A new force-matching based charged hybrid coarse-grained (cHCG) method is developed with the ability to explicitly represent screened electrostatic interactions between the coarse-grained (CG) sites. The method is applied to develop very-low-resolution three-site, solvent-free models of anionic lipids. Since the electrostatic interactions at the CG level are derived from the AA trajectories, they provide a realistic picture of the charge-screening environment of different CG sites. We show that the different CG pairs have different screening lengths and nonlinear distant-dependent dielectric behavior is also observed in certain cases. When applied to develop solvent-free three-site model of lipids, the model had to be extended (as compared to methanol model) to incorporate the dipole effects and nonlinear nonmonotonic dielectric screening behavior. Also, the insufficient AA sampling at short range was compensated with an MS-CG informed analytical functional form, similar to that used in the original HCG model. There is always a possibility that the ion distributions in the bulk water may not be sampled properly due to the small number of ions present in the reference bilayer system, which may affect the derivation of the effective electrostatic interactions. Increasing the number of ions (while maintaining physiological salt concentrations) also results in intractable size of the reference system for parametrization purposes. To test the convergence with respect to the electrostatics sampling, we calculated the electrostatic membrane potential for the lipid bilayer with 40-ns and 50-ns trajectories (see Figure S6 in the SI) and our data compare well with the benchmark results.[51] The precise reproduction of the experimental potential drop for bilayer in simulation is still an open area of research (and somewhat controversial), because the simulated values are very sensitive to the definition of correct ion distribution and also sensitive to the distributions of partial charges on the lipid molecules. We found that, generally, 40–50 ns of AA simulation time for a lipid bilayer system with 72 lipids provides sufficient sampling for the derivation of effective electrostatic interactions from our reference trajectories.

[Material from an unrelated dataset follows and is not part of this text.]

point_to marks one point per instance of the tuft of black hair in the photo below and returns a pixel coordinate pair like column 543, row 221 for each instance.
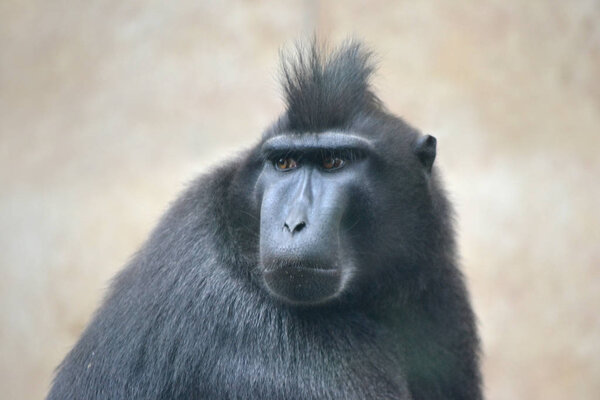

Relevant biophysical membrane properties such as area per lipid, area compressibility modulus, bending modulus, and the lateral stress profile were found to be in agreement with results from the literature. The diffusion analysis confirmed the two-dimensional fluid nature of the bilayer. No domain separation was observed and the mixed DOPC:DOPS system exhibited ideal lateral mixing for all compositions. The cHCG simulation of PH-domain protein on DOPC:DOPS:PIP3 bilayer was used as an example to illustrate the ability of the model to study membrane-sensing and membrane-binding processes at long length and time scales. Mechanistic studies electrostatically driven recruitment of proteins by lipids could not be studied by the earlier HCG model. However, the new cHCG model can be used to carry out long-time-scale simulations of large membrane–protein systems (for example, the PIP–PH domain studied in this work) to better understand the role of electrostatics in lipid recognition by various membrane-binding proteins. The dipole orientation of the PIP3 headgroup, which interacts with the PH domain protein, was tracked over time and the dipole orientation on the lipid is shown to evolve with the approach of the protein on the surface. The lipid dipole finally aligns such that interaction between the protein and the lipid is most favorable for the binding. In the future, an expanded coarse-graining of individual proteins will be carried out to quantify the effective electrostatic interaction between the cHCG lipid model and the proteins at a highly CG level more accurately. The resulting CG protein–cHCG lipid model can then be used to perform long-time-scale simulations on large membrane–protein systems to understand the role of electrostatics in lipid recognition by various membrane-binding proteins.